A longstanding structural weakness in Africa’s agricultural input supply chain has returned to prominence after a $600 million financing deal between the Africa Finance Corporation and the Dangote Group aimed at expanding fertiliser production capacity across key markets.
While the transaction is being positioned as a major industrial expansion, it also underscores a deeper structural challenge: Africa’s continued reliance on imported fertiliser in a global environment marked by supply shocks, geopolitical tensions and rising food inflation.
The facility, structured through GreenView Fertiliser Corporation, will partly finance the expansion of the Dangote Fertiliser Plant in Lagos and support the development of a new 3 million metric tonnes per annum (MTPA) urea facility in Ethiopia.
The investment forms part of a $7 billion expansion programme that will increase production capacity in Nigeria from three million to nine million metric tonnes annually, significantly strengthening the continent’s largest fertiliser production hub.
Across Africa, fertiliser shortages and high input costs have continued to weigh on agricultural productivity, contributing to persistent food inflation and limiting the ability of farmers to scale output despite rising demand for food across the continent.
The expansion, once completed, is expected to reduce import dependence, improve supply stability, and expand access to more affordable fertiliser for farmers across key agricultural economies.
For decades, Africa has relied heavily on fertiliser imports from global suppliers, exposing agricultural systems to external price shocks and foreign exchange pressures. The Dangote expansion represents one of the most ambitious attempts yet to localise production at scale.
Aliko Dangote, president of the Dangote Group, said the investment would also generate significant export revenues, projecting over $4 billion in annual fertiliser exports within three years.
“This funding is for a company that, within the next three years, will export over $4 billion worth of urea fertiliser,” he said, adding that the group remains on track toward its broader $100 billion group valuation target by 2030.
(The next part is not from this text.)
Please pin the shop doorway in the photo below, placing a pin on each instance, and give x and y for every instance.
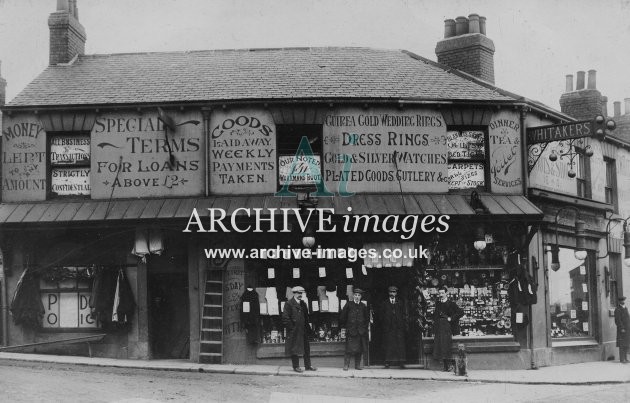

Beyond domestic supply, the expansion is expected to deepen Nigeria’s role as a regional fertiliser exporter, strengthening foreign exchange earnings at a time when many African economies are under pressure from external financing constraints and volatile commodity markets.
For AFC, the transaction reflects a capital recycling strategy aimed at reinvesting returns from earlier industrial investments into large-scale infrastructure and manufacturing projects across Africa.
Samaila Zubairu, chief executive officer of AFC,said the deal signifies the institution’s focus on projects that strengthen food systems and reduce structural import dependence across the continent.
Once operational, the combined expansion is expected to position the Dangote Fertiliser platform among the largest urea production networks globally, with implications for regional pricing dynamics, trade flows and food security resilience.